You should tell him he's probably losing business by forcing people to register on the website before they're able to see ANY products or pricing...


----------



## KlaMarie (Dec 30, 2010)

jdatwood said:


> You should tell him he's probably losing business by forcing people to register on the website before they're able to see ANY products or pricing...


I'm not totally sure, but I think that might have to do with prices specific to your location. Because I called and asked if there were any shipping/delivery charges. I was told that as long as I put in my address and picked the "pick up in Conroe" option during checkout, then the prices I saw on the website were what I was paying (delivery included).

I registered with my email address and everything but I haven't gotten any spam...yet. I mean, I'm not totally ok with it, but I've gotten spam from ebay and other places that I've bought online from so, it seems unavoidable if you want to buy online.

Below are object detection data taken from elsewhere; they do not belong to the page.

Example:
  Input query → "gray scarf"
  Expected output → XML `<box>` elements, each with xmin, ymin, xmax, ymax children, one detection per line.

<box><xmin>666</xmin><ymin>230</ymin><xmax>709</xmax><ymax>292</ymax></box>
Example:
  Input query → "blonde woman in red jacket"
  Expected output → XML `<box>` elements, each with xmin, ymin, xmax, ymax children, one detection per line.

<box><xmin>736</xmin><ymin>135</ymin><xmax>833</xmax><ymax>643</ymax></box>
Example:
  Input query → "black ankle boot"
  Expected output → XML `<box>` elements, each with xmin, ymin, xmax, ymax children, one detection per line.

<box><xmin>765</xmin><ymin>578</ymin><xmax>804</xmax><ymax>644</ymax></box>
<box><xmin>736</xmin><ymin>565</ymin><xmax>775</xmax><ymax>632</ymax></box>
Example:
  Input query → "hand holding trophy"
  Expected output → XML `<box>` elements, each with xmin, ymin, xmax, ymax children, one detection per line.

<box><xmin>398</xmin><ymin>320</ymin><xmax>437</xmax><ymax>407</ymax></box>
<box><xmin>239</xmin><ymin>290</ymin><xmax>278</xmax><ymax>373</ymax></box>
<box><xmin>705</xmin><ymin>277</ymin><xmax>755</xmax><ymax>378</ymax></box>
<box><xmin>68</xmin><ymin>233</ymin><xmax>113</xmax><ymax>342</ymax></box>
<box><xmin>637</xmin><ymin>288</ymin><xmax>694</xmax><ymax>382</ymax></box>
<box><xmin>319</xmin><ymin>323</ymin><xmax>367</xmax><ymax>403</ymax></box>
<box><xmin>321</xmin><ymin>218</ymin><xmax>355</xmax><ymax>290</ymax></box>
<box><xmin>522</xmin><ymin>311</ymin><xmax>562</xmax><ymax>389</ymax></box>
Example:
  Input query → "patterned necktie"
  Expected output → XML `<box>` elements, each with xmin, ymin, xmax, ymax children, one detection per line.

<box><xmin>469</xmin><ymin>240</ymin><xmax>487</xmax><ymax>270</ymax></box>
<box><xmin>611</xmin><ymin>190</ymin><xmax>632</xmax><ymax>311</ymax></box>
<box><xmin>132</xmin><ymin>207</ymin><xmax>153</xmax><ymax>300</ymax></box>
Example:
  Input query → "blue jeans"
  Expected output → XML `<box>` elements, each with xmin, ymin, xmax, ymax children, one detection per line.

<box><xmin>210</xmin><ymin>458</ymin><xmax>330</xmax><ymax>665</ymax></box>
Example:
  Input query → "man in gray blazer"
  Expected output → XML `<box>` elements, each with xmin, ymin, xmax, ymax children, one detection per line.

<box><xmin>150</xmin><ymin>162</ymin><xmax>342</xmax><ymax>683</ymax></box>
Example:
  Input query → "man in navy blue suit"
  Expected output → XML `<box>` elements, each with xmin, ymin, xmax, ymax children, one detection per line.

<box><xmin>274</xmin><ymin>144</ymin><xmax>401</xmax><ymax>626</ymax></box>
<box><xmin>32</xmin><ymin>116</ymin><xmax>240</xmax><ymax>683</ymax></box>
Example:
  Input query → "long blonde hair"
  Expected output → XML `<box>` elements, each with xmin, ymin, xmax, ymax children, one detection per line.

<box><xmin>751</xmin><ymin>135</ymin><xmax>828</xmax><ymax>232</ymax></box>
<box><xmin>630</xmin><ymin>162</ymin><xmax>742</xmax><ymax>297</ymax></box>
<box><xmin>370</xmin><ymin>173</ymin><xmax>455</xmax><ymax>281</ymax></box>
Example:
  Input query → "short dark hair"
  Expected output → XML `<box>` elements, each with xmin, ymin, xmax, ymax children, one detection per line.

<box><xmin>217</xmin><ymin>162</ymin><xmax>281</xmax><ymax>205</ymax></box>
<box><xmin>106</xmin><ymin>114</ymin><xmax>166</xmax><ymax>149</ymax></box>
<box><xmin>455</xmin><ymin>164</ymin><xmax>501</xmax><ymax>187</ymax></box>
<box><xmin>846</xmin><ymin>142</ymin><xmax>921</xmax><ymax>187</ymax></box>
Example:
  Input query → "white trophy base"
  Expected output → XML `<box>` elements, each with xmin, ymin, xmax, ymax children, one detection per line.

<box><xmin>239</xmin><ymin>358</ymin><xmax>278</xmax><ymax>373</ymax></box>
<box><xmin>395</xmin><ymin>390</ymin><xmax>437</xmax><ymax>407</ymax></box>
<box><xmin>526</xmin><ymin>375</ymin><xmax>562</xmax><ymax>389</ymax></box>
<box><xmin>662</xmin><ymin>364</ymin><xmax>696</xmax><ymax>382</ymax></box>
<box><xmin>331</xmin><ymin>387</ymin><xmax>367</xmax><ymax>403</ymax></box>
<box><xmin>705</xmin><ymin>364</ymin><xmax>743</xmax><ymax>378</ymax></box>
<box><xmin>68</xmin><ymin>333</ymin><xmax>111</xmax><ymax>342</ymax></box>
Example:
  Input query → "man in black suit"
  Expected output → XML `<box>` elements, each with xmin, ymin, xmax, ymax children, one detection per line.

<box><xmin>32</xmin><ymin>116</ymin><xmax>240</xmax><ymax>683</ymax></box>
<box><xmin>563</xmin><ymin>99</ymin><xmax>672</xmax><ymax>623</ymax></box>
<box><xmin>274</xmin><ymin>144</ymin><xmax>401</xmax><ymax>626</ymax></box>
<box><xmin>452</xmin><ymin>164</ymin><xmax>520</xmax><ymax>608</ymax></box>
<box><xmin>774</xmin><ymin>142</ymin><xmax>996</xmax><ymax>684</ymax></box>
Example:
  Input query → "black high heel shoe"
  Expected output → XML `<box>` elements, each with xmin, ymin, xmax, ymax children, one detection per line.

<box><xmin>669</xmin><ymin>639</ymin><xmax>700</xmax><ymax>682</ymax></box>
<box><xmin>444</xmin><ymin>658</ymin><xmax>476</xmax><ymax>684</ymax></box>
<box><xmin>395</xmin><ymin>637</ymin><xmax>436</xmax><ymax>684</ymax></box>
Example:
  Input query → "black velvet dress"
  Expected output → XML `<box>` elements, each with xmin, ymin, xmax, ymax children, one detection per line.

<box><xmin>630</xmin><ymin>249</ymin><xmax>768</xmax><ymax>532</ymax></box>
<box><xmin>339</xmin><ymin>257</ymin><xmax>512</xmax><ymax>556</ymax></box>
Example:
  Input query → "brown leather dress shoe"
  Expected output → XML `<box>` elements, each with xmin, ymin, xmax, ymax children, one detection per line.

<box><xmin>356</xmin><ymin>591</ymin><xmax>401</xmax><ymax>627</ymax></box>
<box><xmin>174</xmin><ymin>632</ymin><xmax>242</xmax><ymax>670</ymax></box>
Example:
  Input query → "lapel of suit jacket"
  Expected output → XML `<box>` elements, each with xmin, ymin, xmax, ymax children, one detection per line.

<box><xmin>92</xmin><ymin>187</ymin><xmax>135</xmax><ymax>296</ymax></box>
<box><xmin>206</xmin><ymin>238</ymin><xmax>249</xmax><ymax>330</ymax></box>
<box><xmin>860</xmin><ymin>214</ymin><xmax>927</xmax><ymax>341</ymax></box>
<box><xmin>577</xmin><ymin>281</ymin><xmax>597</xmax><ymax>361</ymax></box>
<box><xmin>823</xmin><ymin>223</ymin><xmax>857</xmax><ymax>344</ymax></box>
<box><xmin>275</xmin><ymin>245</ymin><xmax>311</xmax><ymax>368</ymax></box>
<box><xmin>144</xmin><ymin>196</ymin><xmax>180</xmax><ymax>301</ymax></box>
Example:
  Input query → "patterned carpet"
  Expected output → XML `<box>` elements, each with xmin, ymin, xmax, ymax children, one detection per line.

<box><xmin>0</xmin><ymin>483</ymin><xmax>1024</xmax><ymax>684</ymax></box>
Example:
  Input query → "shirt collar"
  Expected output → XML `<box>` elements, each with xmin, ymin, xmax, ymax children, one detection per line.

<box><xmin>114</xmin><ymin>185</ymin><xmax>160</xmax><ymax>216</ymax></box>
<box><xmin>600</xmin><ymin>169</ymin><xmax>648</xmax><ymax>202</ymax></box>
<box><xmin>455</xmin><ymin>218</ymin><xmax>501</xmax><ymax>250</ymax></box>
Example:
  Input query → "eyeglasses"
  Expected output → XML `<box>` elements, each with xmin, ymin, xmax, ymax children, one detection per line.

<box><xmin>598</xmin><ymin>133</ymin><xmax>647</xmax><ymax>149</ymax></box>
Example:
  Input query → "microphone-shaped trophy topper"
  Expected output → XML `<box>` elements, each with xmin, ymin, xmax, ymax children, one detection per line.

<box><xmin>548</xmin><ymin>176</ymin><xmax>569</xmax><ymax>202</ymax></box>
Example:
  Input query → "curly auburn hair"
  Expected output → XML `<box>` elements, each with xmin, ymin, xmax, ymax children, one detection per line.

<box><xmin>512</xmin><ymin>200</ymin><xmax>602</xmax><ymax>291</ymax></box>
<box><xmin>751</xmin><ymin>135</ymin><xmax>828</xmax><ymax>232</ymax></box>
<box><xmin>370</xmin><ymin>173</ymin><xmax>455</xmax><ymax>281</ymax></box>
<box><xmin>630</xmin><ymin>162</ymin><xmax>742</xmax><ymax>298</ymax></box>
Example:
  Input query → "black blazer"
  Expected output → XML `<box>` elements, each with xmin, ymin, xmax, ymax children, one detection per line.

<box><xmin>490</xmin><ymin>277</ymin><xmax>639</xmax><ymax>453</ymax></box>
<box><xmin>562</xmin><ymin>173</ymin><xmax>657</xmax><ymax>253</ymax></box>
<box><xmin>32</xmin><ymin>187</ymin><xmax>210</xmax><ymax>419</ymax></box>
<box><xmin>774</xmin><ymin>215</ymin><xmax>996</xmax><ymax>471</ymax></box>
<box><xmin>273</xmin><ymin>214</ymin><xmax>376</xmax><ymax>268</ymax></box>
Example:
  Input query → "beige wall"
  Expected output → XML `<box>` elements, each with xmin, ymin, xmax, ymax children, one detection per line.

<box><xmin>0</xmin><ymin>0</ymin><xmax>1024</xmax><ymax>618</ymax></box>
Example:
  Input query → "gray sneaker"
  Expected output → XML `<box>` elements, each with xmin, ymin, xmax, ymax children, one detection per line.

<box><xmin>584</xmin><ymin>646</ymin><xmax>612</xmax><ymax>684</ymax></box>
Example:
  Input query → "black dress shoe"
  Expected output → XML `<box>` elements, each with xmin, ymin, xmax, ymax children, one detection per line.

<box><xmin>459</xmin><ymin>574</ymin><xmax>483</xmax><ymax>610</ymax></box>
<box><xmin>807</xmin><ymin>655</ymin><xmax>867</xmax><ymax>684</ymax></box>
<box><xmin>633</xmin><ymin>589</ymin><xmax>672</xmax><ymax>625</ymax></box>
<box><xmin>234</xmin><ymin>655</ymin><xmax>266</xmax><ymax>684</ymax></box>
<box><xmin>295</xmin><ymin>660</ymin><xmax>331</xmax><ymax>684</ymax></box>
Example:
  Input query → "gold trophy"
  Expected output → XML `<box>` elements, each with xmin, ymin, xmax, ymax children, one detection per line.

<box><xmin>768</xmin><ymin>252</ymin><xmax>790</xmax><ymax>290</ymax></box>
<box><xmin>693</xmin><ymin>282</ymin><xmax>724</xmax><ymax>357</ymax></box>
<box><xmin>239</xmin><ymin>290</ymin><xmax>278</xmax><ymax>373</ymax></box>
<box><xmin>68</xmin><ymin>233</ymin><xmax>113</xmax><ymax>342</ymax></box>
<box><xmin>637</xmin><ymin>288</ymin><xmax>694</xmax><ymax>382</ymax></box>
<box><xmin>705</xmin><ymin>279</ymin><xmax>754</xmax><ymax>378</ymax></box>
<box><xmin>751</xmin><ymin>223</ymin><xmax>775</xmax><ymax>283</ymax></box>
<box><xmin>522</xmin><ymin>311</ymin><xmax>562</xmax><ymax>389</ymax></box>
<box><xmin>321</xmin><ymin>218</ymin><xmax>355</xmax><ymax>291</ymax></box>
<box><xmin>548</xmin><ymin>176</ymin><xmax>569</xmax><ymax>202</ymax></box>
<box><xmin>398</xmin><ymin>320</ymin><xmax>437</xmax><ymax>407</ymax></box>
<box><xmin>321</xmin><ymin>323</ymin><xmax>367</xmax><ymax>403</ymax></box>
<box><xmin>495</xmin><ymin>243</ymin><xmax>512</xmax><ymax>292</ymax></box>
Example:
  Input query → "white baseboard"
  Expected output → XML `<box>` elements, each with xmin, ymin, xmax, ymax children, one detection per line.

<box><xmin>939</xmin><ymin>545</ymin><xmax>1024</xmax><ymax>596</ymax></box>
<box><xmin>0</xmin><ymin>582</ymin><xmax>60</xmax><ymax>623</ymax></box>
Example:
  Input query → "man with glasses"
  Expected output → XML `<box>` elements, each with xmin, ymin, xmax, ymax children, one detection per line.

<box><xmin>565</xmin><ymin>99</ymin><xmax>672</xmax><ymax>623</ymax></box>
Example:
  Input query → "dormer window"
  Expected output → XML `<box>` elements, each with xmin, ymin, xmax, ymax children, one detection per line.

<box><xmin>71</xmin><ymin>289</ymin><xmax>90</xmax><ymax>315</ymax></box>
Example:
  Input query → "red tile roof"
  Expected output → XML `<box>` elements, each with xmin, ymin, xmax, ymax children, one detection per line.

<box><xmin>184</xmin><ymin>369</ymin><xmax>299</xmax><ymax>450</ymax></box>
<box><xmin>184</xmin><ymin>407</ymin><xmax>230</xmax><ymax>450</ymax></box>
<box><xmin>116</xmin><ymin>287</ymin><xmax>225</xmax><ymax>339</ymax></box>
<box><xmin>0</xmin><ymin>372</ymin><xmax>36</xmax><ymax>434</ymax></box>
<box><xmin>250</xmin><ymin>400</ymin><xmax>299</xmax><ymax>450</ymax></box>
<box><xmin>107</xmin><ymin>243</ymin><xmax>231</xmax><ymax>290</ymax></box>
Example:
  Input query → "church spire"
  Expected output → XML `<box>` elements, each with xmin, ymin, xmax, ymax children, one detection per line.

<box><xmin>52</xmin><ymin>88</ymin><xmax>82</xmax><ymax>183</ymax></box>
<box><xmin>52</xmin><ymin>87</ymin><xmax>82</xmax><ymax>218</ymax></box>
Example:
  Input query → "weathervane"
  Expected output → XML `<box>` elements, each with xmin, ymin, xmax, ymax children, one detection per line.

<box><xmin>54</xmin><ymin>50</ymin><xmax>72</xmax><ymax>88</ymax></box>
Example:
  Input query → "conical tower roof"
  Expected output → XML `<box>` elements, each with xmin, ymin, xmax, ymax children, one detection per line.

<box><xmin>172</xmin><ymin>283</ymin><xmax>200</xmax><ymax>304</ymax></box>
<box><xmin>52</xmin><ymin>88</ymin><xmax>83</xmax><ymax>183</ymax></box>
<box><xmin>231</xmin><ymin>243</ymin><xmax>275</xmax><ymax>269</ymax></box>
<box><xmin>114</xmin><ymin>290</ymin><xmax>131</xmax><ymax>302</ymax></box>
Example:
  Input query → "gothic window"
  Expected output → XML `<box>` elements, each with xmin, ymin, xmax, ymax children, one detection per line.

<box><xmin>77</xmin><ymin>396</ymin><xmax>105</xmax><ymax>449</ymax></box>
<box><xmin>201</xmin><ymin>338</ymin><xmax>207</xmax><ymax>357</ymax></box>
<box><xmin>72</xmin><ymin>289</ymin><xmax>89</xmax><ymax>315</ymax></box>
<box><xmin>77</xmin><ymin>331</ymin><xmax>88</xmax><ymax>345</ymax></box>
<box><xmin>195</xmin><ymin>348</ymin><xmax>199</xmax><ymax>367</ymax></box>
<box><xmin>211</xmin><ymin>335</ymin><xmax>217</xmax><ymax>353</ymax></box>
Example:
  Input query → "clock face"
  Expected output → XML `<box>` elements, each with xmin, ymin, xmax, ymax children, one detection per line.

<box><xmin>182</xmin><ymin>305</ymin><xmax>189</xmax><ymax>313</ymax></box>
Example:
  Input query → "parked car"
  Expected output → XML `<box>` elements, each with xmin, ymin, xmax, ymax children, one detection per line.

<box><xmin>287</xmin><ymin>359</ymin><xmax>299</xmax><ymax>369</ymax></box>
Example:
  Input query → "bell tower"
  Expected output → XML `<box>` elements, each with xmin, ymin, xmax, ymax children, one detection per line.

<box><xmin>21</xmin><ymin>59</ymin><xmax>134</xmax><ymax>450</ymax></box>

I can give an idea about prices delivered to Houston if anyone wants them.


----------



## pandaparade (Dec 29, 2010)

Yea he just made a new site. It was not like that before this so it might of just been the way the designer made it. If anyone wants to know, I can email you. Just PM me.

Here are some prices

Large Beef Leg Bones ( Huge!) $ 1.00
Beef Spleens 10lbs. $ 7.90
Beef Blend (organs included) 10lbs. $ 14.90
Beef or Buffalo Tripe 10lbs. $ 15.90
Venison 10lbs. $ 16.90
Chicken Livers 5lbs. $ 3.25
Chicken Backs 40lbs $ 15.40
Chicken Frames 55 lbs. free range $ 17.50
Chicken legs 40 lbs. $ 24.60
Pork Ribs 10lbs. for $ 10.00
Turkey necks 30lb. 31.80
Pork Liver (Whole) 10 lbs. $7.90 
Pork Neck Bones 30lbs. $23.70 
Pork hearts 30 lbs. $23.70 

That took forever haha. I had to keep going back and looking at the inventory.


----------



## KlaMarie (Dec 30, 2010)

pandaparade said:


> Chicken Frames 55 lbs. free range $ 17.50


Ok, newbie here. What exactly do they mean by chicken frames??? I'm assuming it's mostly bones, but what parts of the chicken?


----------



## pandaparade (Dec 29, 2010)

Here is a picture of chicken frames. http://1.bp.blogspot.com/_X1dCGGGy36s/TCcBpduOnyI/AAAAAAAAAAM/ogiO5qhMMyo/s1600/DSCF1368.JPG


----------



## Angelwing (Feb 20, 2011)

OMG most of your guy's prices are so cheap! I really need to find a supplier in Manitoba. Besides the chicken necks&backs everything is ridiculously expensive so far. When Sobey's has their dollar days I can get pork shoulder for $1/lb. Canadian food is so damn expensive.


----------



## funshine (Jan 21, 2010)

KlaMarie said:


> There is a different supplier here in Houston that has slightly cheaper prices but the customer service sucks, and you really have no idea what you're getting until you pick it up.


I 2nd this :biggrin1:
However, the prices are decent if you can bear them/get your order through :smile:
Beef heart $0.85/lbs.
Pork heart $0.69/lbs.
Turkey necks $.54/lbs.
Goat 6 way $2.89/lbs.
(prices change weekly)


----------



## KC23 (Nov 17, 2010)

I just bought 15 lbs. of ground turkey for $8.28! Today was the sell-by date so they took $2 off each pack. I got 12 20 oz. packages that would have cost $32.28. Talked to the meat guy too---he said it's only 5 days old when they mark down. Excited...even if it's just about meat LOL.  Ok, I'm DONE stocking up for a while.....


----------



## KlaMarie (Dec 30, 2010)

I just bought in bulk for the first time!!! I got:

Beef liver: .89/lb
Pork sirloin (bone-in): 1.05/lb
chicken thighs: .35/lb
turkey wings: .84/lb
tilapia (whole, gutted): 1.19/lb

So now I'm waiting for it to thaw, so I can package it.


----------



## Boxers&Pom's Mom (Jan 17, 2011)

I went today to a discount grocery store and found turkey ground rolls a pound each for $0.99. I bought all the 24 rolls that they had.:embarassed:


----------